Senza ombra di dubbio, è questa la parte di Fable 3 che risulta più interessante e originale. Peccato, però, che rappresenti soltanto un quarto dell’avventura complessiva. Da questo punto di vista ci saremmo senz’altro aspettati qualcosa di più solido e duraturo, vista soprattutto l’enfasi data a questo aspetto dagli sviluppatori stessi nella fase di promozione del gioco.

In termini di gameplay nudo e crudo, Fable 3 ricalca per grandi linee le dinamiche del precedente capitolo, alternando, con adeguato ritmo, fasi esplorative, dialoghi e socializzazione ai combattimenti in tempo reale.

Le prime si riveleranno puntualmente fondamentali per rinvenire i forzieri contenenti abilità ed espressioni supplementari da utilizzare per catalizzare l’attenzione del prossimo su di voi. Una volta acquisite, determinate abilità, inoltre, si ha accesso a vari mini-game come la compravendita delle case o l’avvio di professioni artigianali quali fabbro o… pasticciere.

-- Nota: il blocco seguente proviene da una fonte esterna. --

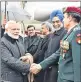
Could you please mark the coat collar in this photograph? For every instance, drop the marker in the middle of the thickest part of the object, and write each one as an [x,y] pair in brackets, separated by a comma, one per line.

Tra le altre, è anche possibile modificare sensibilmente il look e l’arsenale del vostro alter ego, nonché apprendere nuove mosse. Anche in questo caso, la varietà di soluzioni proposte manca, tuttavia, di tradursi in schemi di gioco altrettanto profondi. In particolar modo, i combattimenti continuano a evidenziare una certa semplicità eccessiva; se vi attendevate novità, resterete delusi visto che gli scontri con briganti, fauna e mostri seguono praticamente alla lettera le meccaniche già esplorate da Fable II, il che significa poca strategia e immortalità quasi garantita. A conti fatti, durante tutto l’arco del gioco è difficile restare uccisi in combattimento… a danno della longevità.

Longevità che, però, tra quest secondarie, missioni principali e miriadi di cose da fare e scoprire, si attesta su livelli più che apprezzabili, sebbene la durata effettiva del gioco dipenda anche in buona parte dalla vostra attitudine individuale: se deciderete di concentrarvi sulla sola trama portante, rifiutandovi di esplorare le varie possibilità offerte dal gameplay, l’intera avventura potrebbe risolversi in poche ore.

Per spingere i giocatori a seguire il primo tipo di approccio, i ragazzi della Lionhead hanno comunque implementato una ricca modalità Co-Op Online, grazie alla quale potrete vivere molte delle avventure e delle quest secondarie in compagnia di un amico, o decidere di stabilire rapporti di fratellanza, sodalizi commerciali e persino di sposarvi con un altro giocatore reale!

Sotto il profilo tecnico-grafico, Fable 3 si delinea come un vero spettacolo per gli occhi e questo a fronte di un engine non certo nuovissimo. La nuova versione post-industriale di Albion affascina e deprime al contempo, contribuendo ad accrescere quel clima da Rivoluzione Francese che si respira in ogni angolo del regno.

Gli scenari abbondano di affascinanti strutture, eleganti dettagli e curiosi particolari, favorendo le fasi di esplorazione. Non neghiamo di aver trascorso diverso tempo semplicemente a osservare il panorama, per poi avventurarci in tetri viottoli di campagna, per lasciarci alle spalle i lerci vicoli delle città.

Gli abitanti di ognuna delle aree abitate, più eclettici che mai, contribuiscono senz’altro a ravvivare sensibilmente le ambientazioni, rendendo impossibile attraversarle senza provare il desiderio di interagire con loro. Sebbene la loro intelligenza artificiale non sia sempre impeccabile (talvolta è persino possibile vederli assumere atteggiamenti a dir poco improbabili), il tutto risulta sempre accettabile o, quanto meno, parte integrante dell’astruso mondo di gioco.

Se poi uniamo, al brioso level design, l’uso sapiente di melodie ed effetti sonori, nonché di divertenti dialoghi, Fable 3 non può che confermare le ottime impressioni che avevamo avuto fin dalle prime, lontane prove. Il risultato finale è un immersione totale in un’atmosfera assolutamente unica e travolgente.

Pur con alcune contraddizioni (a molte delle intuizioni del team di sviluppo presentate in fase di pre-produzione non è seguito un adeguato sviluppo) e nonostante un grado di sfida fin troppo blando e le occasionali cadute di pathos ravvisabili nei momenti salienti della storia, Fable 3 si conferma un’opera di rilievo che, di certo, non mancherà di incantare vecchi e nuovi appassionati.